Diğer yandan ise Çin, Hindistan gibi ülkelerin devasa sera gazı emisyonları, genelde AB ülkelerine yaptıkları “lüks tüketim malı” ihracatından kaynaklanıyor. Bir başka anlatımla AB ülkelerinin “küresel iklim değişikliğindeki paylarını” kaldırabilmeleri için sadece ülkelerindeki sera gazı emisyonlarını önlemeleri yetmiyor, lüks tüketim malı ithalatlarını da ortadan kaldırmaları gerekiyor.
Sera gazı salınımı nedir?
Karbon dioksit (CO2), Metan (CH4), Nitröz Oksit (N2O), Hidroflorür karbonlar (HFCs) gibi sera gazlarının atmosfere verilen miktarına sera gazı emisyonu deniyor.
Atmosferdeki ısıyı tutan ve hapseden sera gazları, atmosferdeki sıcaklığı artırırlar ve sera gazı etkisi ile küresel ısınmaya ve dolayısıyla iklim değişikliğine neden oluyorlar.
TIKLAYIN - Atmosferdeki Karbondioksit Oranı 140 Yılda % 42 Arttı
Sera gazı miktarının atmosferde artmasının iki yolu var. Bunlardan birincisi insan faaliyetlerinin etkisiyle olur. Sera gazı emisyonlarının başlıca insan faaliyeti kaynakları: fosil yakıt kullanımı, ormanların kıyımı, sentetik gübre kullanımı, endüstriyel prosesler ve hayvancılık. (TP)

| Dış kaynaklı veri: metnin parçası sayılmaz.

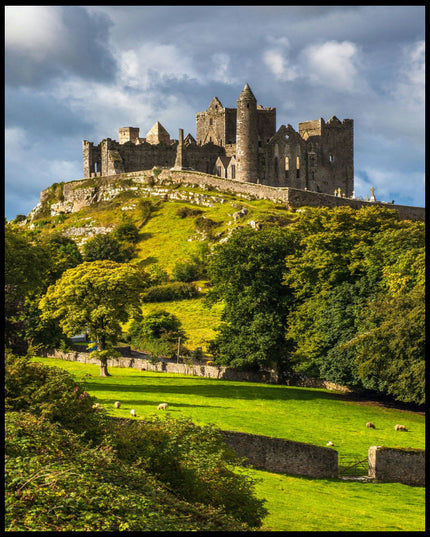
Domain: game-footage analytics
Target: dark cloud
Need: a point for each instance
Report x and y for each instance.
(79, 49)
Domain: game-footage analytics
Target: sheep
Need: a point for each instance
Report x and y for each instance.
(400, 428)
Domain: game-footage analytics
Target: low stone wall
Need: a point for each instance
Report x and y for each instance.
(284, 456)
(397, 465)
(209, 371)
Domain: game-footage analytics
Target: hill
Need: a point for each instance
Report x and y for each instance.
(176, 223)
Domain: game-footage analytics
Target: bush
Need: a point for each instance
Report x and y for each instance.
(126, 232)
(183, 212)
(186, 271)
(170, 291)
(106, 247)
(52, 393)
(205, 225)
(191, 460)
(55, 482)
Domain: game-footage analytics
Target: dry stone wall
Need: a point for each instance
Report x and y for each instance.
(397, 465)
(77, 194)
(284, 456)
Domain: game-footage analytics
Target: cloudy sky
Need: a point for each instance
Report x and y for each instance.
(82, 72)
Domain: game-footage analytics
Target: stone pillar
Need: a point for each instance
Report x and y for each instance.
(247, 137)
(179, 162)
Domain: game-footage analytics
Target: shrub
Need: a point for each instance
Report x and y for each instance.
(106, 247)
(191, 460)
(126, 232)
(205, 225)
(50, 392)
(56, 482)
(186, 271)
(183, 212)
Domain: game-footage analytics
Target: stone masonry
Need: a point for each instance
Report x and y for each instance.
(240, 144)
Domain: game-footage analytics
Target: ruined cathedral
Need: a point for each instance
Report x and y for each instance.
(239, 144)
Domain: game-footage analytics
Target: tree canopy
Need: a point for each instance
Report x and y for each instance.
(96, 297)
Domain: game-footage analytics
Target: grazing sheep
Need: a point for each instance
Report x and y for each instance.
(400, 428)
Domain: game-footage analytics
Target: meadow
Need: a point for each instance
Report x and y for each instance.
(302, 414)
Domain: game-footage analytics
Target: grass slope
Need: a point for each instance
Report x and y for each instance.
(301, 414)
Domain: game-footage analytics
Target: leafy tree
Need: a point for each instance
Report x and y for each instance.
(64, 254)
(157, 332)
(353, 273)
(97, 297)
(247, 273)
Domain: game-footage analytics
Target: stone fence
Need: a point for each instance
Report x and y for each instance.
(397, 465)
(138, 360)
(284, 456)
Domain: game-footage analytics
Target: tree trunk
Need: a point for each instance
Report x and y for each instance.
(103, 369)
(103, 362)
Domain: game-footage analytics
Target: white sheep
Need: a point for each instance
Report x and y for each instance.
(400, 428)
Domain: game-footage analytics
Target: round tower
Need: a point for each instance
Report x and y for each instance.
(247, 137)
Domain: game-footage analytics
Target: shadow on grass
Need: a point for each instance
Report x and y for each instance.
(211, 389)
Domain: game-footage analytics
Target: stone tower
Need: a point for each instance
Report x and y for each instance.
(247, 137)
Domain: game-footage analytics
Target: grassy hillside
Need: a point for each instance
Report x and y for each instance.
(301, 414)
(165, 238)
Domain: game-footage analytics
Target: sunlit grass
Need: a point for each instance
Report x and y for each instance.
(301, 414)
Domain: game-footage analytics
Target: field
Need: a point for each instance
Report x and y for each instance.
(302, 414)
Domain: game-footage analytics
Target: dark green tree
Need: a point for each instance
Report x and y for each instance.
(247, 273)
(97, 297)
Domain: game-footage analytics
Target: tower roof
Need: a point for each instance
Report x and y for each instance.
(247, 93)
(157, 134)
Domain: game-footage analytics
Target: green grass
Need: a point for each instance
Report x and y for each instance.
(302, 414)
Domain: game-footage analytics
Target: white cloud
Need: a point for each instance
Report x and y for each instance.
(334, 64)
(278, 65)
(152, 62)
(411, 76)
(33, 30)
(15, 140)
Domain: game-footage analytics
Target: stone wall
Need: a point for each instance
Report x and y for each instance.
(397, 465)
(284, 456)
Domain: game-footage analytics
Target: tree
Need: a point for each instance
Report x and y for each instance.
(157, 332)
(97, 297)
(247, 273)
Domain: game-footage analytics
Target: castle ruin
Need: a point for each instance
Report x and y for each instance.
(240, 144)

* Avrupa Yeşil Antlaşması, temiz, dönüşümlü bir ekonomiye geçerek, iklim değişikliğini durdurarak, biyolojik çeşitlilik kaybını geriye çevirerek ve kirliliği azaltarak kaynakların verimli kullanımını artırmak için eylemler içeren bir yol haritası sunuyordu.